Fairfield, T. (2015). Private wealth and public revenue in Latin America: Business power and tax politics. Cambridge: Cambridge University Press.

Harrington, B. (2016). Capital without borders: Wealth managers and the one percent. Cambridge, MA: Harvard University Press.

Jogarajan, S. (2018). Double taxation and the league of nations. Cambridge: Cambridge University Press.

Transnational expertise and the expansion of the international tax regime

Hearson, M, 2018. Transnational expertise and the expansion of the international tax regime: imposing ‘acceptable’ standards. Review of International Political Economy 25(5):647-671.

We are living through a period of instability and change in the international tax regime, perhaps unprecedented in its depth and duration. It’s driven by economic and political changes, such as austerity politics, the digitisation of the economy, and the rise of China and other emerging powers. To understand the impact of these pressures on the institutions of tax cooperation, we need to know how the politics at international level works, and we have two complementary lenses to do so. One focuses on conflicts and alliances between states with different preferences: developed versus developing, offshore versus onshore, US versus Europe, and so on. The other takes a sociological approach, studying the transnational policy community that makes international tax rules and its interactions with other actors such as politicians and campaigners. To explain why the OECD, G20, EU or UN have reached a particular conclusion, we probably need to use both of these lenses.

But how do states arrive at their national positions? Those positions set the parameters for subsequent transnational discussions, but they also determine if and how states will implement international agreements. For example, with whom will they negotiate bilateral tax treaties, and on what terms? The same sociological lens is important here, because national tax policy is made by a community of people, many of whom are also involved in tax standard-setting at the OECD and elsewhere. At both national and international levels, international tax has historically been an obscure topic, the preserve of this small community of experts. Every so often – as in recent years – the community faces a conflict with others who aren’t steeped in the principles underlying the tax system, nor its technical details. Such conflicts can play out at the national level, as well as in the transnational sphere.

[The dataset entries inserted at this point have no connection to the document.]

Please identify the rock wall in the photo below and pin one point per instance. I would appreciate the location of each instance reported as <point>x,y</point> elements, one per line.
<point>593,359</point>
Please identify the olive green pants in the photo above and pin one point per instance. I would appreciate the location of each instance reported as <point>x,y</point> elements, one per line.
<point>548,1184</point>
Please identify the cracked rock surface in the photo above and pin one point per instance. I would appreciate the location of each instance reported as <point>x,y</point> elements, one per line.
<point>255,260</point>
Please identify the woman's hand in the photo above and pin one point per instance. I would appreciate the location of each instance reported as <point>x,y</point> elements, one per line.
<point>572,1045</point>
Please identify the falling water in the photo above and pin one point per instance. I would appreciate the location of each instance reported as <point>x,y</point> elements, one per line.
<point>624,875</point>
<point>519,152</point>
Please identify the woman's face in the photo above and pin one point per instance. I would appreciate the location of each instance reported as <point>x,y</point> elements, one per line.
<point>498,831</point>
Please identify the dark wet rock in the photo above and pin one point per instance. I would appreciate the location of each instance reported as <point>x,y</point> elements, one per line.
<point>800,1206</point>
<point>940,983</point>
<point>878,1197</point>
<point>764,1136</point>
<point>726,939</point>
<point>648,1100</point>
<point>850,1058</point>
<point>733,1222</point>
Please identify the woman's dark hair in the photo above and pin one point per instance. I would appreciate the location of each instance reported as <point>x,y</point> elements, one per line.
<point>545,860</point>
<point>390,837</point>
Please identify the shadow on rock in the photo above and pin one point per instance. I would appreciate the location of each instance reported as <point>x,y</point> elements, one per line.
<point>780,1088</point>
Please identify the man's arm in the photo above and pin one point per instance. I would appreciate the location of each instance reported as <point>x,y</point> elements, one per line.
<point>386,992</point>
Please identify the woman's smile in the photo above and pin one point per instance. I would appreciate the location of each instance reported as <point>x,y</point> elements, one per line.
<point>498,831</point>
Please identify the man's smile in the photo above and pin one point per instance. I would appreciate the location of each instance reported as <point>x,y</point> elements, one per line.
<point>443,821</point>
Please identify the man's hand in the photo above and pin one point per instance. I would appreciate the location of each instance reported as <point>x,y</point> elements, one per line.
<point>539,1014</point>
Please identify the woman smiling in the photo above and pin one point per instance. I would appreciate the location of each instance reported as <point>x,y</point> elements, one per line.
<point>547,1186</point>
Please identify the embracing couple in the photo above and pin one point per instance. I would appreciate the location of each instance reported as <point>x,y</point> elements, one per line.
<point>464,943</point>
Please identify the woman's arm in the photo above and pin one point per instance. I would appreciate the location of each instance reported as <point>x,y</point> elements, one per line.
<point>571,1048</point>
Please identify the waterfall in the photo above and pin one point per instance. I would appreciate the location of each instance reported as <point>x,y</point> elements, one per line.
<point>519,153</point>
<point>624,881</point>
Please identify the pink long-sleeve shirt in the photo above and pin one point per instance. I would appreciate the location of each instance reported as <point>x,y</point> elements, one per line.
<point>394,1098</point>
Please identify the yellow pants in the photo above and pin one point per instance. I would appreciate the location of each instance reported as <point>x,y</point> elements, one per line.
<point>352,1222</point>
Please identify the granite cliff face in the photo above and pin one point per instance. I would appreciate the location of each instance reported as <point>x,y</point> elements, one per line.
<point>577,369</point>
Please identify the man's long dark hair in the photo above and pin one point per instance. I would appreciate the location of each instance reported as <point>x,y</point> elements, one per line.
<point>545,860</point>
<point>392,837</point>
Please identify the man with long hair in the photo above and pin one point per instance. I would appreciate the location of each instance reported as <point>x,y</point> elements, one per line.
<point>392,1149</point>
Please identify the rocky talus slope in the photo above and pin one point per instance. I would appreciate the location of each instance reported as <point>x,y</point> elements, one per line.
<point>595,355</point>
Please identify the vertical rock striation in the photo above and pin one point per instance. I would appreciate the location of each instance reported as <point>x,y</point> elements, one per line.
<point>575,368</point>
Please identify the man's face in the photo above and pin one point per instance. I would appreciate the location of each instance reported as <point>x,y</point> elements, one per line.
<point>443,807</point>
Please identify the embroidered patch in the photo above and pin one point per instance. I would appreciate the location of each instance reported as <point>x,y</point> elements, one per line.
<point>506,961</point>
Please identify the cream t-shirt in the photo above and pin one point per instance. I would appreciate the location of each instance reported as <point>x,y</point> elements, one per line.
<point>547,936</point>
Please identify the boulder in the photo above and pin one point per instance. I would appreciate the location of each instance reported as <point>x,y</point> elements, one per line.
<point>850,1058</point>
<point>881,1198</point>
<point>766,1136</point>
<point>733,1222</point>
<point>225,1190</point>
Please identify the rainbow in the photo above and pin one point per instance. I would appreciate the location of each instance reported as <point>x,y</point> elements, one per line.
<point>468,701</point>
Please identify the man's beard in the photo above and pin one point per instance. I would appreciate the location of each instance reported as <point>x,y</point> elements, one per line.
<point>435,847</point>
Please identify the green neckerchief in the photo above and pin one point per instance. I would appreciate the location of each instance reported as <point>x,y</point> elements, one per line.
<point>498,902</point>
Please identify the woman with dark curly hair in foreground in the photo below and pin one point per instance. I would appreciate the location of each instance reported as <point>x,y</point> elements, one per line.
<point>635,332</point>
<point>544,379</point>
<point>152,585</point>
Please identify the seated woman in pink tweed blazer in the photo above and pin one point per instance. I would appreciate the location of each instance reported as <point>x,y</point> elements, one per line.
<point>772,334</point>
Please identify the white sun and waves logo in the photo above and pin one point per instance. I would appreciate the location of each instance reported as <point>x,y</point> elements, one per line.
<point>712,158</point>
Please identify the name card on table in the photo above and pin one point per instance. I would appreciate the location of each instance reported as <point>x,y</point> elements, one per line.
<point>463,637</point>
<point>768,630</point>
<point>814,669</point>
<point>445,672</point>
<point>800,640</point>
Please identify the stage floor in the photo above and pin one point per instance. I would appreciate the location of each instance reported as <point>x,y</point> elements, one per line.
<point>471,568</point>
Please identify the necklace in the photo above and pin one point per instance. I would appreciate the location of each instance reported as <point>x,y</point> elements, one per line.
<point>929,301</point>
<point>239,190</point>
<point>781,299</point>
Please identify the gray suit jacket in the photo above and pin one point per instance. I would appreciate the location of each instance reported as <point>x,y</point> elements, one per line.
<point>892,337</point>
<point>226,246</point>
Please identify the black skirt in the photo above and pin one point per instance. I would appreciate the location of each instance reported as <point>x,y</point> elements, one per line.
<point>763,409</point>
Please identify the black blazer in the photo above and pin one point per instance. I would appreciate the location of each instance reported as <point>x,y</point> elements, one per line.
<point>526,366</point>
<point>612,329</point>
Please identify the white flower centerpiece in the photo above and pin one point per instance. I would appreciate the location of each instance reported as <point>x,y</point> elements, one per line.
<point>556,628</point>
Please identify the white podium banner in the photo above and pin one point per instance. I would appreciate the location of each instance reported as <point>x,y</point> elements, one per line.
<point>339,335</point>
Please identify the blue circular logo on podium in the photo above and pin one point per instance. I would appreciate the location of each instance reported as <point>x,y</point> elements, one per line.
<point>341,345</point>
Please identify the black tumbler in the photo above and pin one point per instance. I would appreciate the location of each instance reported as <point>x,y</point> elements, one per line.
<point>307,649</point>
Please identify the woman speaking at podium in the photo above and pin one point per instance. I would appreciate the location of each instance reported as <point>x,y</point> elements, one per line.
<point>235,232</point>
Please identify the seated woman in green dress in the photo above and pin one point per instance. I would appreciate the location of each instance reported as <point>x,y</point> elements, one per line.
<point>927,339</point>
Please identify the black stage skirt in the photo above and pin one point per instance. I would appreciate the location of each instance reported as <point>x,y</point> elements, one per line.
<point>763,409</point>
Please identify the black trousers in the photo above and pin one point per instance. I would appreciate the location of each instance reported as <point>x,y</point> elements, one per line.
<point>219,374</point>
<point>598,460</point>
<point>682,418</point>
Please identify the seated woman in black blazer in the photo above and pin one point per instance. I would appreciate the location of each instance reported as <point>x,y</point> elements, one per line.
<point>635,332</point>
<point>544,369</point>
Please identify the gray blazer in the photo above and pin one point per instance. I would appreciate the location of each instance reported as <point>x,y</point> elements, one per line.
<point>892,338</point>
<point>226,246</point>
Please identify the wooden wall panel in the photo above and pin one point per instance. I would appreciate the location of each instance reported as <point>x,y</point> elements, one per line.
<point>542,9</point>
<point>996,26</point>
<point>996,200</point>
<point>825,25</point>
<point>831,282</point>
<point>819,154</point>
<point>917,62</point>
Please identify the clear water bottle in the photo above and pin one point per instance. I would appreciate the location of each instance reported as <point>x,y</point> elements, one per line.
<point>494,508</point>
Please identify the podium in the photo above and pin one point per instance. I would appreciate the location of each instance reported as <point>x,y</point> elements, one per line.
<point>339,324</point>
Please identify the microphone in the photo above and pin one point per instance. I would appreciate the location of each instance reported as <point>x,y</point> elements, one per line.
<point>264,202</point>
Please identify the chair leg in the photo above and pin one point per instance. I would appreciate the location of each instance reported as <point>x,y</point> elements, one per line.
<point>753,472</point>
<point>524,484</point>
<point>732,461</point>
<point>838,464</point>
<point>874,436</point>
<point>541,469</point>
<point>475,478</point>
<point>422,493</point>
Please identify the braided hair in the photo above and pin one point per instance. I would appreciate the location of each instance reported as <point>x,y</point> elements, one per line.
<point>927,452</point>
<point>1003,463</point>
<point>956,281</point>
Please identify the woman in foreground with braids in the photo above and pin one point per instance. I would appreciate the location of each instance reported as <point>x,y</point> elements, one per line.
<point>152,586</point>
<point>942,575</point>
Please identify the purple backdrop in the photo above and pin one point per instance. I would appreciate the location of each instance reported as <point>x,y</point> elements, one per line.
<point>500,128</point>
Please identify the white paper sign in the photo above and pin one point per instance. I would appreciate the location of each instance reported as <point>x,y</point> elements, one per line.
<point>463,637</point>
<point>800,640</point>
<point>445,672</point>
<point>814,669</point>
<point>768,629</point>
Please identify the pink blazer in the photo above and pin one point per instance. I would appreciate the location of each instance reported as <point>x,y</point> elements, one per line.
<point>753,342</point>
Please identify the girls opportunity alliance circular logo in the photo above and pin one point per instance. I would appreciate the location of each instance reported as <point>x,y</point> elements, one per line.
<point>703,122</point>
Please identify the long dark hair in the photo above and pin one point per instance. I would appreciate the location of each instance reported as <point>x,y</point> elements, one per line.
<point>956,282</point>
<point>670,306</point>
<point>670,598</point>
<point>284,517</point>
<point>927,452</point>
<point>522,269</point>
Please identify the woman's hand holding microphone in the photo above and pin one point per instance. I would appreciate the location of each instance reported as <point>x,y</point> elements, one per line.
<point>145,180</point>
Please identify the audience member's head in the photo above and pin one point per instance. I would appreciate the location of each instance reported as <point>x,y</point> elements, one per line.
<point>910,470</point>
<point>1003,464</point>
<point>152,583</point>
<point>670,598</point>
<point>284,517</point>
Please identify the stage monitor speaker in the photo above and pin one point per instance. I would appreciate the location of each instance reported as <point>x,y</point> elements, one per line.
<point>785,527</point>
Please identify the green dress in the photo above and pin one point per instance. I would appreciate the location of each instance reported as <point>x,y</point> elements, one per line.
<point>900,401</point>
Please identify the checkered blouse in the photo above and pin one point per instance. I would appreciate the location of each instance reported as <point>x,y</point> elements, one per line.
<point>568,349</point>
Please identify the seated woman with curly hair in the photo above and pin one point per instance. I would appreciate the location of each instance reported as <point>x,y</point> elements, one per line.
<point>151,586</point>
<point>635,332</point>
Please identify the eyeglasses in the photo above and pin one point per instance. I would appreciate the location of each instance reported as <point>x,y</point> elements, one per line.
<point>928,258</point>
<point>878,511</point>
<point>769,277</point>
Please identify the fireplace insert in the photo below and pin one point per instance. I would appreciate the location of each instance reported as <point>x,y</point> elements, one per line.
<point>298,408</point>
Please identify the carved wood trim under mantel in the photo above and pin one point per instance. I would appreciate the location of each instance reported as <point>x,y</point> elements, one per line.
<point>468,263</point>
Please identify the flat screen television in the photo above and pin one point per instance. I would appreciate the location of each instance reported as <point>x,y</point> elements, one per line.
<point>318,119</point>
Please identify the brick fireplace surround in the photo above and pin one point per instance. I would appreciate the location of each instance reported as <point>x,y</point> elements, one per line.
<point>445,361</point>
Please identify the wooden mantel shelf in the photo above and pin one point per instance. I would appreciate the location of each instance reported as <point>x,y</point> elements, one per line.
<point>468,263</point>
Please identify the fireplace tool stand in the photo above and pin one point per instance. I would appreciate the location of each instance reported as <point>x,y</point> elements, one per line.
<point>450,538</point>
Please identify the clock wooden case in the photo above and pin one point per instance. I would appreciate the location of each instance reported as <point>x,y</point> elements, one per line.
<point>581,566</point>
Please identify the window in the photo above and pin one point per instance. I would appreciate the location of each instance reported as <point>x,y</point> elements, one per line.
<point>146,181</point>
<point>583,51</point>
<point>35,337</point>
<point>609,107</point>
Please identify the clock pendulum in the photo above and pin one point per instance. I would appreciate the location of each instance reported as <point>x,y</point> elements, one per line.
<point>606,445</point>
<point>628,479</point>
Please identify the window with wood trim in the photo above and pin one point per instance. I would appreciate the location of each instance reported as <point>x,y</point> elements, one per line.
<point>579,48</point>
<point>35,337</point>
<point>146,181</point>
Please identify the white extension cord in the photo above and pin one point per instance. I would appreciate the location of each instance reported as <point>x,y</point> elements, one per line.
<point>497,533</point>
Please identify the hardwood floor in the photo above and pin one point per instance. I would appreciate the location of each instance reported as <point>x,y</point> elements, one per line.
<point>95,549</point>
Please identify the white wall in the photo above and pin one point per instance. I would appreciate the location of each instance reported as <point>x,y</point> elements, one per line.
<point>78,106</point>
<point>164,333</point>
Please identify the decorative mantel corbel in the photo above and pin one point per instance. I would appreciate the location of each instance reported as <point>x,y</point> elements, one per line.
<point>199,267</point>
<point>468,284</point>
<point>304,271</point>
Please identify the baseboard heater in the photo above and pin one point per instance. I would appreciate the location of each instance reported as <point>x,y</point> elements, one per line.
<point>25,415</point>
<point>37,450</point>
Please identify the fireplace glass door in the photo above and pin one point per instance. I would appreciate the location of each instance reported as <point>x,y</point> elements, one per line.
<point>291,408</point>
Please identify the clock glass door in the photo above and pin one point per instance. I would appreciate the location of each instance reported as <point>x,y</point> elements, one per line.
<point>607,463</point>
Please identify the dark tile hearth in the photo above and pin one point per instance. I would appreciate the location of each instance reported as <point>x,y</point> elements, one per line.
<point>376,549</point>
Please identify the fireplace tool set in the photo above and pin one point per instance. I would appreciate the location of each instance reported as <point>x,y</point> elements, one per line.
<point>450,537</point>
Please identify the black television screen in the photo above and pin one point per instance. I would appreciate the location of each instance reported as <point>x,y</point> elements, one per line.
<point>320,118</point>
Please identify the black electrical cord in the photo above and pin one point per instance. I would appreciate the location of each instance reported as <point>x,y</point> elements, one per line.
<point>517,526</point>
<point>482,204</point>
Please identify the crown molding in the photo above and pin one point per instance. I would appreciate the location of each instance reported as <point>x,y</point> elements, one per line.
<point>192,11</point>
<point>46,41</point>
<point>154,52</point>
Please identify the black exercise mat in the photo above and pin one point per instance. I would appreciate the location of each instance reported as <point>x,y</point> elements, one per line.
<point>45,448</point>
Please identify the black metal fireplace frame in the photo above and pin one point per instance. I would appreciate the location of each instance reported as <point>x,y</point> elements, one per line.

In an article published over the Christmas break, I explore this using archival documents that show how the UK formed its policy towards bilateral tax treaty negotiations with developing countries. I reach two important conclusions:

  1. Often it was the UK, rather than its developing country negotiating partner, that initiated and drove forward negotiations. The UK’s aim was to reduce the tax paid by British businesses abroad, making them more competitive in comparison to firms from other countries. So we can’t explain the expansion of the international tax regime into developing countries solely through a focus on developing countries’ actions.
  2. Tax experts, from the Inland Revenue and the business community, dominated policy formulation. They saw tax treaties as a means to lock developing countries into ‘acceptable’ OECD tax standards, a long game designed to protect British businesses from anything unconventional. Meanwhile, their non-expert counterparts in other government departments and businesses had different priorities derived from a focus on short-term tax gains. They were mostly unable to influence policy, however, indicating that business power over tax policy depends a lot on expertise.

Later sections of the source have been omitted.